In a corporate setting, conforming to a clear-cut company culture can immediately make a candidate more alluring to the hiring manager. Unfortunately, many organisations get caught up in this restrictive culture fit mindset – or, in other words, the idea of hiring carbon copies of their existing employees. It’s assumed that these are the candidates who will instantly fit in, meshing well with other staff and contributing to the overall sense of community spirit.
Hiring for culture add, on the other hand, completely shatters this mould. Shifting to a culture add mindset enables employers to focus on what unique skills, experiences and opinions a candidate could bring to the table, rather than how they differ from the rest of the team. By foregoing familiarity and stepping out of their comfort zone, organisations open themselves up to a plethora of opportunities to bring diverse talent into their businesses.
Future-proof your business
It’s certainly no secret that diversity boosts the bottom line. Research conducted by McKinsey has shown that businesses in the top quartile of gender diversity on executive teams were 25 per cent more likely to experience above-average profitability, compared to their peers in the fourth quartile. In 2014, this figure sat comfortably at just 15 per cent, proving that the likelihood of outperforming competitors on overall profitability is significantly increasing over time.
However, a diverse workforce does not automatically equate to a culture of inclusion. Successfully adopting a culture add mindset requires a genuine desire to encourage, amplify and implement alternative viewpoints. Everyone’s opinions should be seen as of equal importance, and each employee should feel confident in voicing them. Employees who feel empowered, respected and purposeful are far more likely to remain loyal to their employer, whereas those who don’t have a mere 35 per cent chance of committing to long-term career progression within the company.
Mix up the melting pot
Homogeneity stifles creativity and innovation, ultimately leading to stagnation and an echo chamber of indistinguishable views. Further down the line, it’s not uncommon for these companies to receive criticism when it comes to their approach to diversity and inclusion. A successful new hire and their employer should share similar core values, such as trust, integrity and teamwork, but be able to look beyond more shallow differences like their hometown or education history. The boldness needed to challenge differing perspectives, as well as their own, shouldn’t be underestimated – but it mustn’t become a point of contention.
It’s crucial that we recognise the barriers faced by candidates from minority backgrounds too. Once a new hire has been onboarded, businesses must also strive to remove any obstacles preventing them from progressing in their role.
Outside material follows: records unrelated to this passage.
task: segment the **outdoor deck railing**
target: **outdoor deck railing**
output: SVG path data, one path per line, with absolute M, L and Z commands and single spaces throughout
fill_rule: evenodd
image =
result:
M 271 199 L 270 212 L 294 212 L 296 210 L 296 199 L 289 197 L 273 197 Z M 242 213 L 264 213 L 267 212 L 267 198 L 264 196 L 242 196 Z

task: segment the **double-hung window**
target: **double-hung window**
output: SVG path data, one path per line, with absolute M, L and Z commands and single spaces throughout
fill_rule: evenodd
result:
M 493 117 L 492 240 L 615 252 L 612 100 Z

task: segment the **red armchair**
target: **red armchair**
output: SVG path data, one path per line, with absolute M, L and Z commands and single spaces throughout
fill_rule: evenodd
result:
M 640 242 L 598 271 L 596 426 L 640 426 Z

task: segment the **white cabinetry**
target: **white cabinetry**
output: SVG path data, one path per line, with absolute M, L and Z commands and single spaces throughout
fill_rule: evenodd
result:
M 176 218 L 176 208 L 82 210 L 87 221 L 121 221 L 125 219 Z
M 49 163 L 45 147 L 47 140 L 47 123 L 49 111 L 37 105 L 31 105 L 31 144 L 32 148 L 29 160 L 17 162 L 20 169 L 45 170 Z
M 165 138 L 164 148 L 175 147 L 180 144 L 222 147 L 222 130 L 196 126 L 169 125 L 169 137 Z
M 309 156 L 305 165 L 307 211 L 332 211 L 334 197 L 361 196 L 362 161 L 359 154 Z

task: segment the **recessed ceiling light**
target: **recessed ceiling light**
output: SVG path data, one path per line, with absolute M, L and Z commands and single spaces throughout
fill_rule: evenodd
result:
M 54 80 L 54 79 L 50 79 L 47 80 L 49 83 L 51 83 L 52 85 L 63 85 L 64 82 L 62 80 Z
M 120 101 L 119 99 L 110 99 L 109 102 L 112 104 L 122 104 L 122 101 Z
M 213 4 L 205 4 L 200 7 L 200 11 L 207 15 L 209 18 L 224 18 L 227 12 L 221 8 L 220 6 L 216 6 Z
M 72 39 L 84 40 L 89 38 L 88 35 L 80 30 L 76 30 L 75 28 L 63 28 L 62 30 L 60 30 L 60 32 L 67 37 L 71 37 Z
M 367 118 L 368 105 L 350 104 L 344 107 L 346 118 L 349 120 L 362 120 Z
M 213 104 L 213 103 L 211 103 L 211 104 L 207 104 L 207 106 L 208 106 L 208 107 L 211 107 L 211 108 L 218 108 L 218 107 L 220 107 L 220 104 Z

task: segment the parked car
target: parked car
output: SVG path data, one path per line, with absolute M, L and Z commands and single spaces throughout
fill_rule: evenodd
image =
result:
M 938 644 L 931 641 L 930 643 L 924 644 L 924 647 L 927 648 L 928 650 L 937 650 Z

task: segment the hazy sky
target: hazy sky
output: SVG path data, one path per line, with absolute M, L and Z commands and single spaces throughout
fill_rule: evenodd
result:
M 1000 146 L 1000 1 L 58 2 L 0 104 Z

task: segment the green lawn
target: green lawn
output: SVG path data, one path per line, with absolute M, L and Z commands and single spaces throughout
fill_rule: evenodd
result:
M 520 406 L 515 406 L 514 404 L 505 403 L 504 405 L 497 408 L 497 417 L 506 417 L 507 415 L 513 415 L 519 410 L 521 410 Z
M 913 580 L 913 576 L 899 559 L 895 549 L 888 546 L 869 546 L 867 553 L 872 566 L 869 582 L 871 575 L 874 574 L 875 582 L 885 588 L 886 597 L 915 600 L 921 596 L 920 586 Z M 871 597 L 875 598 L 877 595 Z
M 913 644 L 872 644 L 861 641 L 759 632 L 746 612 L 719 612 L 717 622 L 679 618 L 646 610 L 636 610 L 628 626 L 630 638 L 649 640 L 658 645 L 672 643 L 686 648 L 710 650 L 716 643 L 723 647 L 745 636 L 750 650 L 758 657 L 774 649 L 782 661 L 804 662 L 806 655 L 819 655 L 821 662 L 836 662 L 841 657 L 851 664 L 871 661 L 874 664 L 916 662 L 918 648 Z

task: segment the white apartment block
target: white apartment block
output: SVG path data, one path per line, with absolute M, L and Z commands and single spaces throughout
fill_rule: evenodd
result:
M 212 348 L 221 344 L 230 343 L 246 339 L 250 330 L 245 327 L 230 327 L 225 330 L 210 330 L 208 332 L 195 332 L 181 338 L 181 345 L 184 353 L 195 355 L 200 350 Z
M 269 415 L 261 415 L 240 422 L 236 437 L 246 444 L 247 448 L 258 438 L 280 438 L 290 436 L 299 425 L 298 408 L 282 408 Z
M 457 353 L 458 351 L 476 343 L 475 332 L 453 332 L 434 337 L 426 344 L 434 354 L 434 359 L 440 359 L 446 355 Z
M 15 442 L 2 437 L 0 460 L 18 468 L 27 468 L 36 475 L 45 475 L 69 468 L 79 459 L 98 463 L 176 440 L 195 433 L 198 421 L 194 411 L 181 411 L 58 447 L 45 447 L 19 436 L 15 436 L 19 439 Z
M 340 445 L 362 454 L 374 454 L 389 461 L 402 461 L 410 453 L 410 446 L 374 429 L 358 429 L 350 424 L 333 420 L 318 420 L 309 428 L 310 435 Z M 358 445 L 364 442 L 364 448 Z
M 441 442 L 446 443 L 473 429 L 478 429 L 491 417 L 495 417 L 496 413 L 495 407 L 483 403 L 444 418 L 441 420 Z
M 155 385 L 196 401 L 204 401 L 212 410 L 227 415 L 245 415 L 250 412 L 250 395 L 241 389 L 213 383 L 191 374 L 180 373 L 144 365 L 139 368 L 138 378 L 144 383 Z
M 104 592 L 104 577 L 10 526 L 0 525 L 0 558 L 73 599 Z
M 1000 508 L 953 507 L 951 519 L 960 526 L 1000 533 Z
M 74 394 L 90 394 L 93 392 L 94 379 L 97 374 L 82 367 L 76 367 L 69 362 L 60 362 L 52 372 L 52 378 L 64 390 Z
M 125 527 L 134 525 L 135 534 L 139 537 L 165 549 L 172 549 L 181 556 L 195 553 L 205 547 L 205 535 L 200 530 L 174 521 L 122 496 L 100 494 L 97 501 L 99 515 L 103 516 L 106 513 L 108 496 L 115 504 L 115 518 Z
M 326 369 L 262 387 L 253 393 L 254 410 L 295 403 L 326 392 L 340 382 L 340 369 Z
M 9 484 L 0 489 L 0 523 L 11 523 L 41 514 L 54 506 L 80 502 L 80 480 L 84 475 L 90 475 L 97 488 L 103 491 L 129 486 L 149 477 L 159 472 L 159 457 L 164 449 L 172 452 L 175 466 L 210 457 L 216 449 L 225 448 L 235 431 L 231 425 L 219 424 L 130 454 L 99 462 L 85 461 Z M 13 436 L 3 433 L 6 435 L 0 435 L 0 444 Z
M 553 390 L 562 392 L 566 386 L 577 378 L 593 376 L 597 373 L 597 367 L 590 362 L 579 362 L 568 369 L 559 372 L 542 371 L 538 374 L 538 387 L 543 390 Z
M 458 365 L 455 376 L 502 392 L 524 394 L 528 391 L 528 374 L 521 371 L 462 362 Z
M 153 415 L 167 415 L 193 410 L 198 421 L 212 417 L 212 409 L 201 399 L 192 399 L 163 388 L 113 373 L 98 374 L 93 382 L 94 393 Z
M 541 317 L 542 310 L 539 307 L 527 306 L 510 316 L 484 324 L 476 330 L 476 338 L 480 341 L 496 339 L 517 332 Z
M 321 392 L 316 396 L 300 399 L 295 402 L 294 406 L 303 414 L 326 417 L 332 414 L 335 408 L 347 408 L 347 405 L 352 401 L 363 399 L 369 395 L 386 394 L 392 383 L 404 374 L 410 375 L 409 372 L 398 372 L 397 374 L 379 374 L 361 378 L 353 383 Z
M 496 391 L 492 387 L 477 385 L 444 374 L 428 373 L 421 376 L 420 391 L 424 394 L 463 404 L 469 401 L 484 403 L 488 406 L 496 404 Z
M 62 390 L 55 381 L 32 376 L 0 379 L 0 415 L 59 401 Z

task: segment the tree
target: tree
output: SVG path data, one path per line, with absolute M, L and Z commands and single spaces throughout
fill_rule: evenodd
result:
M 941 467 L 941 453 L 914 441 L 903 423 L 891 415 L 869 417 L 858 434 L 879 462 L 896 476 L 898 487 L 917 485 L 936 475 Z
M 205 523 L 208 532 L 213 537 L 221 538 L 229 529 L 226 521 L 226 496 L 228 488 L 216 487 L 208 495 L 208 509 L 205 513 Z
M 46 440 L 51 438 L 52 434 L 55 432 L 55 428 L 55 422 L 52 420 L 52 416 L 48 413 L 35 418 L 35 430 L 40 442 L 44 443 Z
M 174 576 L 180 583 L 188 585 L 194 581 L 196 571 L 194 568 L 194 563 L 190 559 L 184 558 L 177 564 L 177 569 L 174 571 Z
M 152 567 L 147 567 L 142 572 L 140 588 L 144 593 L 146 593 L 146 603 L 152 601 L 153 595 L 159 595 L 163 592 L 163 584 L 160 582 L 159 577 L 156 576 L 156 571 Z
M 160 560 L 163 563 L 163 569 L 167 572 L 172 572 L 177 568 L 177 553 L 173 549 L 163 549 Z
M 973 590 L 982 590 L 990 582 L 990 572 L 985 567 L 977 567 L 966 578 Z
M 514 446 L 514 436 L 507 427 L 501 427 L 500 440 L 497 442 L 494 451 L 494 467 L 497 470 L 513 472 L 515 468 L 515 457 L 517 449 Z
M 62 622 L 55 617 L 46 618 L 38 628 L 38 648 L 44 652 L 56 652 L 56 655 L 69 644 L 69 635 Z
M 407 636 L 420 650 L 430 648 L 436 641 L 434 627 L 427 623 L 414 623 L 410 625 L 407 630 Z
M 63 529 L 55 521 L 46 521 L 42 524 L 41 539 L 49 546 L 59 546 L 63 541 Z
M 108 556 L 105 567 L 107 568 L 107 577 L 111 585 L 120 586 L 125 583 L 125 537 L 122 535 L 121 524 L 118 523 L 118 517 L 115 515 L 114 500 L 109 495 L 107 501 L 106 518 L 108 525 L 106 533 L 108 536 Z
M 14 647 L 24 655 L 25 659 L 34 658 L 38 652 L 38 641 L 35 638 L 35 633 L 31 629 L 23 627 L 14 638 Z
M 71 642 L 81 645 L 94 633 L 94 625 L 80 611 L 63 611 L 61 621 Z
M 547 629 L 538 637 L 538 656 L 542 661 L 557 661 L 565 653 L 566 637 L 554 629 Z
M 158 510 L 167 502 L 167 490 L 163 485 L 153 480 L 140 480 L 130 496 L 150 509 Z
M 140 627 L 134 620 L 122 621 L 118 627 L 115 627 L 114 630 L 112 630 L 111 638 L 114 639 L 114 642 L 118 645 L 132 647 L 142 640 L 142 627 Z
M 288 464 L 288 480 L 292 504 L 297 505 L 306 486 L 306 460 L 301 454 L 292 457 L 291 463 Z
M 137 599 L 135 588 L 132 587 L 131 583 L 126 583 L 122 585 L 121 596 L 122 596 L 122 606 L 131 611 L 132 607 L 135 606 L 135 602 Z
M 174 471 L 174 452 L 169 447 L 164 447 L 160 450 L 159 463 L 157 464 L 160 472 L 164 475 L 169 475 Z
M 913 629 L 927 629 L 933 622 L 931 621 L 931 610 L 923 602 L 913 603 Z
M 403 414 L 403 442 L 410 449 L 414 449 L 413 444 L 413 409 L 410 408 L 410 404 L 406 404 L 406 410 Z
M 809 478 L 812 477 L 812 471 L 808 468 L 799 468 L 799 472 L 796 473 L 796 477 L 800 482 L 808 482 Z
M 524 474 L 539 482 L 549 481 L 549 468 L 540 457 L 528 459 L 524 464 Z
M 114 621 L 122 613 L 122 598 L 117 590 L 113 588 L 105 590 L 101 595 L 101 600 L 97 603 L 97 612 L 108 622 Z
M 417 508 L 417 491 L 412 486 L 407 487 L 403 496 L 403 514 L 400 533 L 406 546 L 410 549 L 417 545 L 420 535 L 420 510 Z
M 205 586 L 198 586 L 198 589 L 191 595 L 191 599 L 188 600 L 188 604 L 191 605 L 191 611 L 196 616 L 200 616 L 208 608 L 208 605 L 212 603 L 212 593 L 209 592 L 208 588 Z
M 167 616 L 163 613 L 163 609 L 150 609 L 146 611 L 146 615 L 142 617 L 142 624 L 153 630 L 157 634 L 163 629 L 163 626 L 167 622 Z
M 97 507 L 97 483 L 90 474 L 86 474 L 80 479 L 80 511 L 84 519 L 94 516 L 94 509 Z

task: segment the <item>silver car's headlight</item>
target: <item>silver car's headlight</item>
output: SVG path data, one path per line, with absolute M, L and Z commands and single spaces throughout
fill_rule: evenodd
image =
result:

In a survey carried out by The Grey Area, 57 per cent of women and ethnic minority men claimed that their employer does not provide them with opportunities to communicate these challenges, and nearly 62 per cent believed that their ethnic background had played a role in missing a pay raise, promotion, key assignment, or chance to progress.
Take the road less travelled
Unconscious bias infiltrates decisions at each and every stage of the hiring process. Candidate referrals tend to come from a culture fit point of view, rather than culture add. Naturally, employees tend to gravitate towards other professionals who are similar to themselves – and when the time comes, they’ll dip into their network to consider which of their contacts might be the perfect fit for a vacancy at their place of work. This is where the problem lies.
At all levels of the business, employees must be open-minded and eager to learn about cultures that are different to their own. Culture in itself comprises countless different aspects, not just race, ethnicity and gender, but personal beliefs and lived experiences too. It’s time for organisations to pivot, adopting a culture add – rather than culture fit – approach. And, in an inclusive environment where individuals are applauded for their uniqueness, both employers and employees alike will begin to truly flourish.